IFN-gamma is critical to the control of murine autoimmune encephalomyelitis and regulates both in the periphery and in the target tissue: a possible role for nitric oxide.

NO and IFN-gamma have normally been considered cytotoxic and proinflammatory molecules, respectively, in the setting of the central nervous system inflammatory disease autoimmune encephalomyelitis (EAE). Using mice lacking the ligand binding chain of the IFN-gamma receptor (IFNgammaR-/-), we have previously shown that IFN-gamma is not essential for myelin oligodendrocyte glycoprotein peptide (MOG35-55) induced EAE expression but is in fact essential for its down-regulation. Here we examined the downstream molecular and cellular mechanism(s) of IFN-gamma regulation and demonstrate that neither IL-4 nor IL-10 appear to play a role in down-regulation nor do various lymphoid cell populations.

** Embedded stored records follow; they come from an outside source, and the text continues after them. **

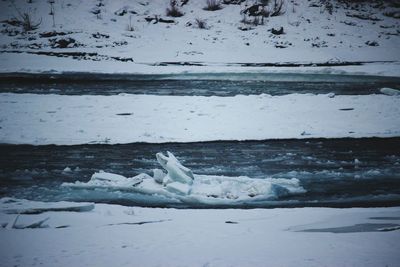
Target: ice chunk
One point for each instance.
(180, 184)
(178, 188)
(176, 171)
(390, 91)
(67, 169)
(158, 175)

Cells of the macrophage lineage are key to down-regulation as evidenced by the fact that peritoneal exudate cells from IFNgammaR+/+ mice inhibit Ag-driven proliferation of IFNgammaR-/- lymphocytes, whereas IFNgammaR-/- peritoneal exudate cells do not. High levels of reactive nitrogen intermediates are detected in the former cultures but not the latter, and the inhibition of proliferation is reversible with an inhibitor of inducible NO synthase, indicating a key role for NO in down-regulation. Studies with bone marrow chimeras indicate that down-regulation occurs not only systemically but also within the target tissue. These data suggest that IFN-gamma down-regulates EAE by inducing inducible NO synthase and subsequently NO production, both by macrophages in the periphery and, by inference, microglia and astrocytes in the target tissue.